There were to be fifteen of us, and Liza Minnelli was cooking a sort of goulash with paprika. She kept coming in and out, searching for more ingredients and telling us how delicious the dish was. “You won’t believe it!” she repeated each time. “It’ll blow you to fragments!”

Emily and I sat down with Nina to peel a bucket of potatoes.

At four o’clock, Viktor came in, announcing, “Happy New Year.” He poured us all a few grams.

“Isn’t it a bit early?”

“In Vladivostok,” he explained.

As the sky darkened, the new year swept toward us across the endless steppe.
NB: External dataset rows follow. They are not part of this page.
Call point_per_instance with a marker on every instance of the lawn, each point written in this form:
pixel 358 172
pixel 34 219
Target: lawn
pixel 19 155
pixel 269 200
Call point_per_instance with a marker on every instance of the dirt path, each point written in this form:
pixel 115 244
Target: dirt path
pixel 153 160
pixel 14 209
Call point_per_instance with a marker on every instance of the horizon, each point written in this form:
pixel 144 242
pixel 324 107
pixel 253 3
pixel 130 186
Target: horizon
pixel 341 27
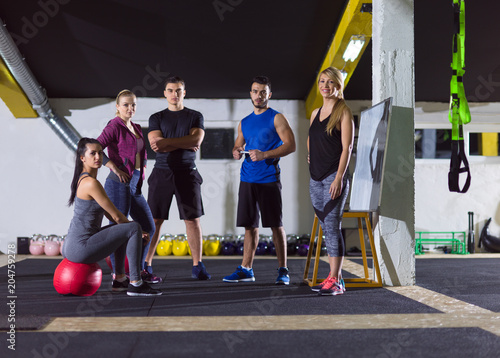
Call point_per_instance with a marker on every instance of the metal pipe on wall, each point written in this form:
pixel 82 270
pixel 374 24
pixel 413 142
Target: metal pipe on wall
pixel 35 93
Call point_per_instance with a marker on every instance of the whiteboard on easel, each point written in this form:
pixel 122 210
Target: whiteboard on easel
pixel 370 154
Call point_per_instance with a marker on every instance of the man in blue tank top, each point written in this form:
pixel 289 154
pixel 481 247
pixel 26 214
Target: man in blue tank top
pixel 264 136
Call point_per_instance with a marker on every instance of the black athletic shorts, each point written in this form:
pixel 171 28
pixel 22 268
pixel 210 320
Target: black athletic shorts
pixel 255 197
pixel 185 184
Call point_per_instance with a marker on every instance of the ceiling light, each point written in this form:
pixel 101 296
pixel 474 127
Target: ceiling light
pixel 354 47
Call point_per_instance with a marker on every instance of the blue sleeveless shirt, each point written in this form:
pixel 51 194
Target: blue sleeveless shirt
pixel 259 133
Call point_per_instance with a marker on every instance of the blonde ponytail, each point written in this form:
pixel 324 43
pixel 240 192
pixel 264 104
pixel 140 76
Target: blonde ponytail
pixel 340 108
pixel 126 93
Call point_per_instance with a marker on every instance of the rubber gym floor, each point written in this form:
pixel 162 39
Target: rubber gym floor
pixel 452 311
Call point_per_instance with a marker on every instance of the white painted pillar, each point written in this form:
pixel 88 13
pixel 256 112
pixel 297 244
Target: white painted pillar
pixel 393 76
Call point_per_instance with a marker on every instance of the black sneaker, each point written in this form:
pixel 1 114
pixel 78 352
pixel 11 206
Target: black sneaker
pixel 200 272
pixel 150 277
pixel 142 290
pixel 118 286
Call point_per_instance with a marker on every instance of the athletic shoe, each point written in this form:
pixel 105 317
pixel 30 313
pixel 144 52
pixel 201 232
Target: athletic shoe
pixel 200 272
pixel 317 288
pixel 150 277
pixel 240 275
pixel 118 286
pixel 342 285
pixel 331 288
pixel 142 290
pixel 283 278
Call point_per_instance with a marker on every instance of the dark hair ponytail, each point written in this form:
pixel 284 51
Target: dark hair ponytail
pixel 80 152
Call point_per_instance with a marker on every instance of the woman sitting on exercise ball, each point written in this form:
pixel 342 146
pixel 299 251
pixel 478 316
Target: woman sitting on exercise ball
pixel 86 241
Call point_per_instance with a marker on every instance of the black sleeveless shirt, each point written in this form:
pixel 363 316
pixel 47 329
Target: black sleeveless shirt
pixel 324 149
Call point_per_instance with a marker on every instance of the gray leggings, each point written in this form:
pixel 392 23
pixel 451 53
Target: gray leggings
pixel 121 239
pixel 329 212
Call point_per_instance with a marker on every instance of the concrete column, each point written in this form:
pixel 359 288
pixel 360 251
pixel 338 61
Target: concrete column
pixel 393 76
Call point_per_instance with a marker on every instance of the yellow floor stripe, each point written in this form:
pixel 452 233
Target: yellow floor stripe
pixel 455 314
pixel 271 323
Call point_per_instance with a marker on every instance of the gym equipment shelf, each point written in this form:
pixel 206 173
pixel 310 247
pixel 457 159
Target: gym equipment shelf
pixel 458 246
pixel 349 282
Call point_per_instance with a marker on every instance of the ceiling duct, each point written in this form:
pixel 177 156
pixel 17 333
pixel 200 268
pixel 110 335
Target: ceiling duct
pixel 35 93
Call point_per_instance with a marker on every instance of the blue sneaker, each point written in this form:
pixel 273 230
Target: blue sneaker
pixel 240 275
pixel 200 272
pixel 283 278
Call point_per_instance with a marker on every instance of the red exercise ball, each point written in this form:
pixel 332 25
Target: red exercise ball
pixel 108 261
pixel 77 279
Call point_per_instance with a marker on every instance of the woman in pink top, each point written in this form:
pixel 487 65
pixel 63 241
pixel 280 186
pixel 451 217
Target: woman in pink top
pixel 127 161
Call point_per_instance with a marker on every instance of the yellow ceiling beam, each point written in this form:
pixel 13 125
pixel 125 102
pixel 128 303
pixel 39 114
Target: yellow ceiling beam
pixel 13 95
pixel 353 22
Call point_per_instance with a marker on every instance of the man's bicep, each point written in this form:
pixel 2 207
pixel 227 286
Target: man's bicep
pixel 283 128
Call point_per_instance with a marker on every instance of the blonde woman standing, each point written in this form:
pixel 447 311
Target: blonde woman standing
pixel 330 141
pixel 127 161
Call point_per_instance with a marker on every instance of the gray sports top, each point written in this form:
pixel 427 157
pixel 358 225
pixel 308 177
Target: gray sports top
pixel 87 219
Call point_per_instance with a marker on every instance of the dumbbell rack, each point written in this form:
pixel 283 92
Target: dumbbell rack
pixel 349 282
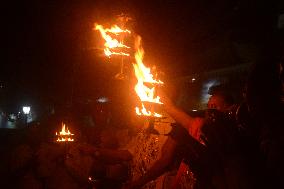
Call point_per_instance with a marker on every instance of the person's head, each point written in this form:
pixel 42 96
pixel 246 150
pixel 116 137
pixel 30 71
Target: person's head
pixel 220 99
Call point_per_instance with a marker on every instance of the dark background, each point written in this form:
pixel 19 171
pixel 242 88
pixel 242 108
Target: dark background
pixel 47 46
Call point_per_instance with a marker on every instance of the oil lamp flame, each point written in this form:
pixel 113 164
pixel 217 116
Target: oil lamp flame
pixel 64 135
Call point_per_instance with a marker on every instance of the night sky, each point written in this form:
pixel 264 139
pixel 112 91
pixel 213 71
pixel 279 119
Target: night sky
pixel 47 45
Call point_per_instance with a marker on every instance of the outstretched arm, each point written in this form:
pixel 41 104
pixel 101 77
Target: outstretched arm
pixel 176 113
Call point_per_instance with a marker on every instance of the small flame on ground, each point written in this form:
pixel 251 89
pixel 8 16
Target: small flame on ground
pixel 64 134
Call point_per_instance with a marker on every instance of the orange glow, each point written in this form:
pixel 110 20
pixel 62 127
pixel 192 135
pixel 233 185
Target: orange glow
pixel 64 135
pixel 143 74
pixel 112 43
pixel 146 87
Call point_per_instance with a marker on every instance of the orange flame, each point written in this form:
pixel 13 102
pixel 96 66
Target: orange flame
pixel 110 42
pixel 143 75
pixel 64 135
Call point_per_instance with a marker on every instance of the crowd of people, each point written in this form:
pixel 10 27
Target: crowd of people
pixel 230 145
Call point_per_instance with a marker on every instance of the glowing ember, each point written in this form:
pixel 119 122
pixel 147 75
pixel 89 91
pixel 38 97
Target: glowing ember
pixel 64 135
pixel 143 74
pixel 110 42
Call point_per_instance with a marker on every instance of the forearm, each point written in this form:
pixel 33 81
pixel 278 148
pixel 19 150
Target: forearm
pixel 154 172
pixel 180 116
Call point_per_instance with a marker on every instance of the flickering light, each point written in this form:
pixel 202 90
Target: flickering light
pixel 26 109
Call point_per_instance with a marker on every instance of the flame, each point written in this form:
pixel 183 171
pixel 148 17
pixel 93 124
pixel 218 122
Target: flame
pixel 146 87
pixel 110 42
pixel 64 134
pixel 143 74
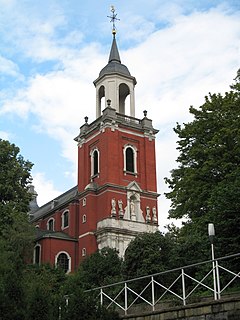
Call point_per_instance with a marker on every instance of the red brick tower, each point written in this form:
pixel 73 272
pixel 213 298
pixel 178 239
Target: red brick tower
pixel 116 165
pixel 116 195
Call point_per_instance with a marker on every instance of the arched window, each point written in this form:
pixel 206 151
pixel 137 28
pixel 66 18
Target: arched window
pixel 130 159
pixel 37 254
pixel 65 219
pixel 63 261
pixel 50 224
pixel 84 252
pixel 94 162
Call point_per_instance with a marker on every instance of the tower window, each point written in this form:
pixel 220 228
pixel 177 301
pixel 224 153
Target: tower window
pixel 63 261
pixel 37 254
pixel 65 219
pixel 84 252
pixel 94 162
pixel 130 159
pixel 50 224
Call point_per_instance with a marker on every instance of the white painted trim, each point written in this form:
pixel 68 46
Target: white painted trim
pixel 53 223
pixel 90 233
pixel 62 219
pixel 69 260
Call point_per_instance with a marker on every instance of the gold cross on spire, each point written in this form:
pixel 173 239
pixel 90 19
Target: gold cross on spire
pixel 113 18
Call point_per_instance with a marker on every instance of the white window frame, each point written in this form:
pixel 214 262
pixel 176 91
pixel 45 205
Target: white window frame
pixel 92 162
pixel 134 149
pixel 84 218
pixel 51 219
pixel 34 253
pixel 69 260
pixel 64 212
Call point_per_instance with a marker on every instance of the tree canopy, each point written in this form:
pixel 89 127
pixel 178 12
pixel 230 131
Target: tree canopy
pixel 205 188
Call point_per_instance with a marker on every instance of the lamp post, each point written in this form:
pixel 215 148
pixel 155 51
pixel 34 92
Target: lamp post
pixel 211 233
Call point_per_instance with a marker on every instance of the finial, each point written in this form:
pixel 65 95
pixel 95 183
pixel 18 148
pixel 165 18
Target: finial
pixel 113 18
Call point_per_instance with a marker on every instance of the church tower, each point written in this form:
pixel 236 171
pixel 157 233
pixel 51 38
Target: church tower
pixel 116 164
pixel 116 194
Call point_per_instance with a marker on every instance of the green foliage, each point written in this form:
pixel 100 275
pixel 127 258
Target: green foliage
pixel 101 268
pixel 43 290
pixel 16 234
pixel 148 253
pixel 14 180
pixel 205 186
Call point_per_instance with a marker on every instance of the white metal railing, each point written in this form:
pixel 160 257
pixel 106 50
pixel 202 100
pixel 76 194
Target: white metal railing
pixel 210 276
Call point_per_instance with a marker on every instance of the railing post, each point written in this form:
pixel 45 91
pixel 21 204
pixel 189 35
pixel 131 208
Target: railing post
pixel 214 273
pixel 218 281
pixel 153 295
pixel 125 291
pixel 101 297
pixel 183 287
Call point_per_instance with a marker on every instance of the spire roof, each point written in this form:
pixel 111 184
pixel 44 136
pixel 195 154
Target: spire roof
pixel 114 63
pixel 114 54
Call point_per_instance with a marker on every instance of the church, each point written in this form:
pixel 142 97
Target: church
pixel 116 194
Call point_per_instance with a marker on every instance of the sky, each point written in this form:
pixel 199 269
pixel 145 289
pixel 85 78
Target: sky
pixel 51 51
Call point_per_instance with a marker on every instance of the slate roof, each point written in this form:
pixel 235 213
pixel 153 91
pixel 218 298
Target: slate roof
pixel 55 204
pixel 114 63
pixel 41 234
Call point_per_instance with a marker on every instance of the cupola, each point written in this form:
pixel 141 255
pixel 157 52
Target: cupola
pixel 115 83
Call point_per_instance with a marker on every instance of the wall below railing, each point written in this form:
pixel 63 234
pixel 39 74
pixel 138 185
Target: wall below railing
pixel 227 308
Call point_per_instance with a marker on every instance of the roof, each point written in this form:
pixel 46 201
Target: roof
pixel 41 234
pixel 57 202
pixel 114 63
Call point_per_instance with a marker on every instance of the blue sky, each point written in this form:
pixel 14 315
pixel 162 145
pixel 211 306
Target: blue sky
pixel 51 52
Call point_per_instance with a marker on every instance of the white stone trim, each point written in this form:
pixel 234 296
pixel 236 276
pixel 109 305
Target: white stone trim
pixel 62 219
pixel 90 233
pixel 51 219
pixel 69 260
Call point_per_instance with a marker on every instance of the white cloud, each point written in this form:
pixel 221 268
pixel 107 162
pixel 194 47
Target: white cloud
pixel 8 67
pixel 5 135
pixel 44 188
pixel 175 67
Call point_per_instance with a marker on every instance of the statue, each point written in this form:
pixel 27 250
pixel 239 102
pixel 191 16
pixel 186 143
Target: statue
pixel 113 210
pixel 132 210
pixel 120 206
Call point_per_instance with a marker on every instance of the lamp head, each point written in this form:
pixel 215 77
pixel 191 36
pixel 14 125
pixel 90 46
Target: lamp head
pixel 211 231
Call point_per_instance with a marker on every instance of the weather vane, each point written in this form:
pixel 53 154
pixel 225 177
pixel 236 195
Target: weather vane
pixel 113 18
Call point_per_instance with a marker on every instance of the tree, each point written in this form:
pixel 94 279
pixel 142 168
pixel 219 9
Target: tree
pixel 147 254
pixel 205 188
pixel 76 304
pixel 16 234
pixel 101 268
pixel 15 178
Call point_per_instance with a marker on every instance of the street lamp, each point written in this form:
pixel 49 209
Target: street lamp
pixel 211 233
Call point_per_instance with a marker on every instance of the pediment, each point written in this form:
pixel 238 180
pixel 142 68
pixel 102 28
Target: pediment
pixel 134 186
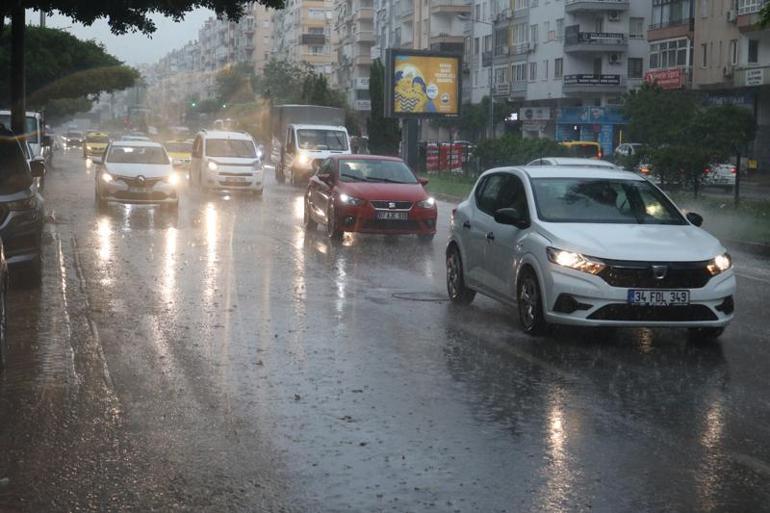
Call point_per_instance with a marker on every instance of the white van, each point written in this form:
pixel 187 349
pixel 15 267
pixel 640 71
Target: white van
pixel 226 161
This unique event was indeed unlikely to be repeated. From midnight, we would be living in a new country, the Russian Federation, a country with a new flag, a new anthem, and a new constitution. The command economy would be abolished and the free market would transform the way Russians lived and worked. The legal code would be rewritten, along with the marriage service, the history books, and the maps. New banknotes would have to be printed; Soviet slogans all over the country would be taken down; institutions, streets, whole cities would change their names. The army, much depleted, would be confined to the country’s new borders with the independent states of Latvia, Lithuania, Estonia, Belarus, Ukraine, Georgia, Azerbaijan, Uzbekistan, and Tajikistan. For the second time in the twentieth century, Russia was starting afresh.

Which, as Mitya pointed out at dinner that evening, gave us more than enough toasts to last all night long.

Bozhe moi, Mitya, you’re not going to torment us with politics all evening, are you?” cried Liza Minnelli. “Eat, everyone, drink. It’s a party.”

We were sitting on the beds in Room 99, crammed around a long table that the girls had somehow assembled. Plate after plate of zakuski, snacks to be eaten with the vodka, lay before us; when the plates ran out, saucepan lids and pieces of paper were used instead. We fell upon the food, and Viktor, who had brought his new girlfriend, barely more than a schoolgirl, made a short speech about the fact that vodka was pure spirit, or near enough, and therefore should not be tainted by worldly things such as politics or money (“Meaning you should always drink other people’s,” interjected Tanya). Vodka, he continued, should only come into contact with the finer things in life—poetry, and love—and so he proposed a first toast for the evening: “To the hymen.”

The goulash arrived and worked its magic: as the first taste hit the roof of the mouth, a fierce little fireball flew up both nostrils and exploded behind the eyes. A chorus of snorts stopped all talk and Liza Minnelli looked pleased with herself. “I warned you,” she said complacently. “I said it would blow you to fragments.”